Materials and Methods
16 levels of doughnut biopsies from 10 patients of confirmed HSD were received in the department of pathology BMCRI during the study period.
Formalin fixed paraffin embedded sections stained with Hematoxylin and Eosin were screened for the presence or absence of ganglion cells in all the 4 quadrants of myenteric plexus and the thickness of the largest nerve fiber present, if any in the submucosa of both mesenteric and antimesenteric halves of the doughnut biopsy were noted down.
Toluidine blue staining on paraffin sections was performed using 1% aqueous solution of toluidine blue for 20 min. Mast cells were counted around the thickest nerve fiber present in five successive high power fields (× 400) in the submucosa.4
Results
Out of the 16 levels of doughnut biopsies from 10 patients with confirmed HSD, 2 of the doughnut biopsies did not show any evidence of nerve fibers in the sub mucosa and were excluded from the study. Rest of the 14 levels of doughnut biopsies from 8 patients were analysed in this study.
Mast cells
The data obtained after analysing the number of mast cells in both mesenteric and antimesenteric halves of the doughnut biopies showed that the number of mast cells in mesenteric half was mean ± 2SD = 20.4 ± 13.6. Number of mast cells in anti-mesenteric half was mean ± 2SD = 20.7 ± 15.7. The difference between the two was not statistically significant (p=0.46).
Mast cells and nerve fibers
In our study when the number of mast cells were correlated with the thickness of the largest nerve fiber, it was observed that maximum correlation was seen in the anti-mesenteric half (correlation coefficient = 0.70) when compared to only some correlation seen in the mesenteric half (correlation coefficient = 0.39).
That is there was increase in the number of MCs with increasing thickness of the nerve fiber in the submucosa which was strikingly significant in the anti-mesenteric half of the doughnut biopsy.
Table 1
Discussion
Previous studies have focused on MC distribution in ganglionic and aganglionic segment of intestine. Our study was aimed at evaluating distribution of MC in entire circumference of doughnut biopsy.
The mast cells were distributed around the nerves and blood vessels in addition to being randomly scattered. There was no significant difference seen in the distribution of these MCs in both mesenteric and anti-mesenteric halves of the doughnut biopsy (p=0.46).

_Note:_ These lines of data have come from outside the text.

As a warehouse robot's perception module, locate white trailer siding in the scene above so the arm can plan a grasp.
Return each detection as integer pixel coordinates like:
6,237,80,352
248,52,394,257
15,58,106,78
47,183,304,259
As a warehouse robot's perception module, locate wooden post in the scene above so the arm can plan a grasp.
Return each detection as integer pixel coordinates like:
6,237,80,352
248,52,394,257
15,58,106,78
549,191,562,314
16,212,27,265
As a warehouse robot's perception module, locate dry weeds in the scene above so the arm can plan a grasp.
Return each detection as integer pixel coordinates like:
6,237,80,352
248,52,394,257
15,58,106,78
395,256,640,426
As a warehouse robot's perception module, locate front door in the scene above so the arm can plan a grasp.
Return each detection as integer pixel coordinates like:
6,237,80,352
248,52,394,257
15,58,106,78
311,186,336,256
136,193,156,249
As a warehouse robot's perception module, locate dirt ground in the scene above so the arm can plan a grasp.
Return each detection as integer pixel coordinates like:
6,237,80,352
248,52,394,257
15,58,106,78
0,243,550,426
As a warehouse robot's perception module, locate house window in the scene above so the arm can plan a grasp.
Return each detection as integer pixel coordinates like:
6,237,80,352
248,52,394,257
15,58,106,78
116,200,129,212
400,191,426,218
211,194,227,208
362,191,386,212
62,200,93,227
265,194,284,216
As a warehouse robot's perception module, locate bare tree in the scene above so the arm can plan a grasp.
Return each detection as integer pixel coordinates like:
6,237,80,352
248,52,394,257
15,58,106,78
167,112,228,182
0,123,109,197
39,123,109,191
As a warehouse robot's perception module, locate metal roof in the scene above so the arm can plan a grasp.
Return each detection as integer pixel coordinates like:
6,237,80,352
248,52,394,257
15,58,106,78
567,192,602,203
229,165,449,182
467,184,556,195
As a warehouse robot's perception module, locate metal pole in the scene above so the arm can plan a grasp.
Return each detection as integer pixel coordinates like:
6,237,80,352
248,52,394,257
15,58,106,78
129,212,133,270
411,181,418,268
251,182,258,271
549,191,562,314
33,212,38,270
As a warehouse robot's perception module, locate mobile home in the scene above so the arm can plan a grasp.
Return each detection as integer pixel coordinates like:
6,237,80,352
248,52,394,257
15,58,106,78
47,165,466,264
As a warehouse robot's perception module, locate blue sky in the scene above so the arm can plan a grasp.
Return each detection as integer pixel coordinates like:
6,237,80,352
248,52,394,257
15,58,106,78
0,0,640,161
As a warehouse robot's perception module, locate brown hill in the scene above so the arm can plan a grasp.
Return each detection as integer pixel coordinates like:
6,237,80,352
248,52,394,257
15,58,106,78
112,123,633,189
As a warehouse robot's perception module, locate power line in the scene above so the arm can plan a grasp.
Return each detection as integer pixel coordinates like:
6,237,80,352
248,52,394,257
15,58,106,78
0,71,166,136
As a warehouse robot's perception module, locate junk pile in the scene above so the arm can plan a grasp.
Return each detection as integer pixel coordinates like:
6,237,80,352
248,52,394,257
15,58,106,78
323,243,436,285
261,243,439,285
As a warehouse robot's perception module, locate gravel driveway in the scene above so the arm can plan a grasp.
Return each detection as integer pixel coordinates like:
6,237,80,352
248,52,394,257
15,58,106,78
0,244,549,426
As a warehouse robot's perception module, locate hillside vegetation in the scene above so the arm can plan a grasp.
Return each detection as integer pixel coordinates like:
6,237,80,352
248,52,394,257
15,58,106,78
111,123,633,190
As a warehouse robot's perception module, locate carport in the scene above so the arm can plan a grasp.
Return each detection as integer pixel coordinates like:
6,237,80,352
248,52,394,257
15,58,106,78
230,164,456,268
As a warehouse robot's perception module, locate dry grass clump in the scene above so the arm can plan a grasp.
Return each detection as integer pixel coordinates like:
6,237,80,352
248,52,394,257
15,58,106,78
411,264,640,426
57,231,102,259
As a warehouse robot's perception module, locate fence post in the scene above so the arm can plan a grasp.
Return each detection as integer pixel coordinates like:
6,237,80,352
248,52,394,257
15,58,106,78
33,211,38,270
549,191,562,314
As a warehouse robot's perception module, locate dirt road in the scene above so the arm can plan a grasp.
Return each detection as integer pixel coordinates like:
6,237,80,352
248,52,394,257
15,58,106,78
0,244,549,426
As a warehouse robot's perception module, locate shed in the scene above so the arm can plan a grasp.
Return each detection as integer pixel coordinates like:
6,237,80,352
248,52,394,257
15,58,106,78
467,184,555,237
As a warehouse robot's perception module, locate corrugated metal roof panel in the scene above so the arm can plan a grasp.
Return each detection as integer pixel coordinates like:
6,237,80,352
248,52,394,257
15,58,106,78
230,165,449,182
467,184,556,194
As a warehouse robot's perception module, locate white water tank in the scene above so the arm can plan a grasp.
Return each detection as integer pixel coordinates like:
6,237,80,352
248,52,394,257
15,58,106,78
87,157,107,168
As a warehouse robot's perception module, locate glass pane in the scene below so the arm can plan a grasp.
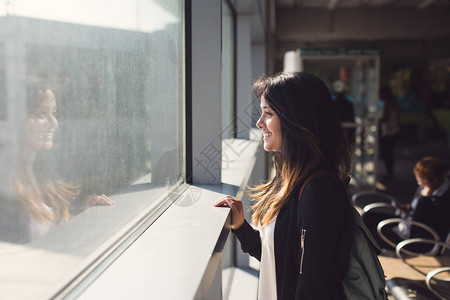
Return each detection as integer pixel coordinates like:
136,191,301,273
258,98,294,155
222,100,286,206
222,0,236,139
0,0,185,299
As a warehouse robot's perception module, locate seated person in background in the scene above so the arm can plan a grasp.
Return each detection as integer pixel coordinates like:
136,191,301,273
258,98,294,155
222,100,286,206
363,156,450,251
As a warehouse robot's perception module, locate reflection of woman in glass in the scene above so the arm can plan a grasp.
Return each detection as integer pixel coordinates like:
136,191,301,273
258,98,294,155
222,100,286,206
0,80,114,242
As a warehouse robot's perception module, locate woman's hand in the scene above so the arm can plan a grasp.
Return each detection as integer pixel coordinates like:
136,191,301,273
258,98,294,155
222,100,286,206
86,194,116,206
214,196,245,230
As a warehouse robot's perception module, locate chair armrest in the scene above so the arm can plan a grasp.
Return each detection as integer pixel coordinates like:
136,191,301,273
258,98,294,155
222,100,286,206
351,191,397,207
395,238,450,259
362,202,396,215
377,218,440,255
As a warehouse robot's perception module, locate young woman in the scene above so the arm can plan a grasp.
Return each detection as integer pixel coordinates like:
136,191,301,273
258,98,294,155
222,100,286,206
363,156,450,252
216,73,353,300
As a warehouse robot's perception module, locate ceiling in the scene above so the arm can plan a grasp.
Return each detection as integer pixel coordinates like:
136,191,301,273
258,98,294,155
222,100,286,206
276,0,450,10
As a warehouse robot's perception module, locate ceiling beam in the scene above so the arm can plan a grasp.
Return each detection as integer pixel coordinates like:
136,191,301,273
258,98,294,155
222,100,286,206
418,0,436,9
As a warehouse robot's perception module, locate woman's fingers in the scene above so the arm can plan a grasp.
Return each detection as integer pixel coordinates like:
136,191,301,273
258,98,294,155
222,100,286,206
88,194,116,205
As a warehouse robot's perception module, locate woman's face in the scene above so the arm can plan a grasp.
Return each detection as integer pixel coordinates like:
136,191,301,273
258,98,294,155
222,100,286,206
26,90,58,150
256,97,281,152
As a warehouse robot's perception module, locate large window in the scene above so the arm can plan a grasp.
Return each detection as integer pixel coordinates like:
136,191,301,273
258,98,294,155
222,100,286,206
0,0,185,299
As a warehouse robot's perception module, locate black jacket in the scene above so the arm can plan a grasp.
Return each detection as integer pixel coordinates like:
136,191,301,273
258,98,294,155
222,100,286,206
234,176,353,300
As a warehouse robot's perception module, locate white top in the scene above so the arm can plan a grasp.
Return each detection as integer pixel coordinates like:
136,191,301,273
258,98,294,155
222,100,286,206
258,218,277,300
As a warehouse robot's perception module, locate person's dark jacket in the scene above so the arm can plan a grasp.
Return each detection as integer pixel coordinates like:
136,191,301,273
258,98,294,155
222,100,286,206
233,176,353,300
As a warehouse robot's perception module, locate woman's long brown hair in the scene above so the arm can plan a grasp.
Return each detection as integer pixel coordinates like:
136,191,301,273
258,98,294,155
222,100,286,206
250,73,351,226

We also correlated thickness of the nerve fibers obtained by image analysis morphometry with MC number. It was observed that maximum correlation was seen with size of nerve fibers in the antimesenteric halves (correlation coefficient = 0.70) and some correlation was seen in mesenteric halves (correlation coefficient = 0.39). This is in contrast to the findings of Yadav AK et al where they observed that there was maximum correlation of MC with the number of nerve fibers in cases of HSD.

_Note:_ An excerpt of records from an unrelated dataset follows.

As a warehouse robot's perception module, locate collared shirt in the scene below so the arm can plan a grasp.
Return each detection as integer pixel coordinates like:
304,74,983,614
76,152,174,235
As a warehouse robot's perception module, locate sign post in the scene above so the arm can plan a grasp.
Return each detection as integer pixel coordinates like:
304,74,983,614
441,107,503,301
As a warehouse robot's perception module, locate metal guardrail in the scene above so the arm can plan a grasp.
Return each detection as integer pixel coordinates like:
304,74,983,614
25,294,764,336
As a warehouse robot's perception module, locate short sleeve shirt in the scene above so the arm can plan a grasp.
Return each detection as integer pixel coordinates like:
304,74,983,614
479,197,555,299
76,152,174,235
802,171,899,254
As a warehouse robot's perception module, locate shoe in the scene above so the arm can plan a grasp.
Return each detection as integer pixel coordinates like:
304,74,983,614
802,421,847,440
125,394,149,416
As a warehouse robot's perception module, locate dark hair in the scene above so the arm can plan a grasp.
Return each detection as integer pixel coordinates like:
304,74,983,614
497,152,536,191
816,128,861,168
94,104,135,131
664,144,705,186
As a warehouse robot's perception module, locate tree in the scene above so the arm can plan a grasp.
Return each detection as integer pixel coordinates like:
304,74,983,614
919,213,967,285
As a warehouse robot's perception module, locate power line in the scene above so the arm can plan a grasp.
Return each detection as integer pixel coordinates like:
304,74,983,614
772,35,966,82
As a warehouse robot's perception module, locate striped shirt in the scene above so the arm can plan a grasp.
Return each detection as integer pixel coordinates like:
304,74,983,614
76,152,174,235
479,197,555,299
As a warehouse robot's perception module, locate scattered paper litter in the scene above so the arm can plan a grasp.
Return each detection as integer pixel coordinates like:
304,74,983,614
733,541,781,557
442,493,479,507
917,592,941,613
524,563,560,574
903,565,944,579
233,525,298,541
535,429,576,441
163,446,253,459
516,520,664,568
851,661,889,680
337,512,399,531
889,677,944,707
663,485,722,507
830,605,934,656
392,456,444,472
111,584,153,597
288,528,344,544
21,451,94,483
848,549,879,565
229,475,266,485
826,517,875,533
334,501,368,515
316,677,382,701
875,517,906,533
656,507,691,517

Mast cells are known to secrete substances like nerve growth factor which may influence the thickness of the nerve fibers. Additionally, MC products modulate inflammation processes thus influencing on the clinical course of HSD.

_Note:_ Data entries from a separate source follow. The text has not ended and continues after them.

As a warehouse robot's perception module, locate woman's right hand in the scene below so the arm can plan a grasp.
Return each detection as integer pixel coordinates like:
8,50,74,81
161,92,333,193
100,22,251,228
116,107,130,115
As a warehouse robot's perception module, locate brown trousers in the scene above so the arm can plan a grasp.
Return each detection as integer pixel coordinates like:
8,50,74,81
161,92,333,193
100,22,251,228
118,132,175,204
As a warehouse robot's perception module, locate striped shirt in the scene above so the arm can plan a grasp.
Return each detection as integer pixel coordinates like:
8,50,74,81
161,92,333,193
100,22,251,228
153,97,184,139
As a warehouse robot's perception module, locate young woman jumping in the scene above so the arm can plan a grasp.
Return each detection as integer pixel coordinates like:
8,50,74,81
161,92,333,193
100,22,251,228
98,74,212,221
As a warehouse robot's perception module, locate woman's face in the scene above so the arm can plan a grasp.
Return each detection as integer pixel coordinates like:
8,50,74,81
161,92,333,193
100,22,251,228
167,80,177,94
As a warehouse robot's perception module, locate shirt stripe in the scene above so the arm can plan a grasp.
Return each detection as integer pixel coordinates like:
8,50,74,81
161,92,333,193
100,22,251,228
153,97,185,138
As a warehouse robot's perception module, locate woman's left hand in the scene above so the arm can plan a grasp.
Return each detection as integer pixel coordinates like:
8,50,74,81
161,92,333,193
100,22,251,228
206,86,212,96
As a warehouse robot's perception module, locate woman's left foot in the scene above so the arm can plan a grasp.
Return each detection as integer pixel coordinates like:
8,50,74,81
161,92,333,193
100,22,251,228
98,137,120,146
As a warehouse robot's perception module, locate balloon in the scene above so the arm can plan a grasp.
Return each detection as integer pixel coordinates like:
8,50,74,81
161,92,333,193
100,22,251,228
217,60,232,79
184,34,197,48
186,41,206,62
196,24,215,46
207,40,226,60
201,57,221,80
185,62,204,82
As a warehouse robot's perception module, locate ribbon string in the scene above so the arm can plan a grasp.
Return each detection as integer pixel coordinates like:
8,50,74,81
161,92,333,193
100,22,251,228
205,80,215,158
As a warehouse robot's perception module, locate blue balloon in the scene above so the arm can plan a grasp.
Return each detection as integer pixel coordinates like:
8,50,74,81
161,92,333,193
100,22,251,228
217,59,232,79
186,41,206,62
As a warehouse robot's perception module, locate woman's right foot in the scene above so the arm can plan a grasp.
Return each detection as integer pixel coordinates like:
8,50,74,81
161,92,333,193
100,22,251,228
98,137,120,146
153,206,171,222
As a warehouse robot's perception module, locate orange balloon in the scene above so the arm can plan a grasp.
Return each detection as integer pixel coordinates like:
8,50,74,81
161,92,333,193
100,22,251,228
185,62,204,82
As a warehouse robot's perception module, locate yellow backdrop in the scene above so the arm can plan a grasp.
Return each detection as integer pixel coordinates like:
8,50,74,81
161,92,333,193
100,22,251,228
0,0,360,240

In view of strong correlation between the number of mast cells with increasing thickness of the nerve fiber in the doughnut biopsies in cases of HD, we suggest that in the evaluation of presence or absence of nerve fibers in submucosa of a doughnut biopsy the quantification of these mast cells may provide an indirect clue that there may be presence of thickened nerve fiber. Detection of which helps in identifying the transition zone.
Conclusion
MCs are increased in number with increase in thickness of the nerve fibers in the submucosa of doughnut biopsies. There is no difference in the distribution of MCs between the mesenteric and antimesenteric halves of doughnut biopsy.
Quantification of MCs in doughnut biopsies gives a clue regarding presence or absence of thickened nerve fibers in the submucosa in case of non-availability of morphometry, which helps to identify the transition zone.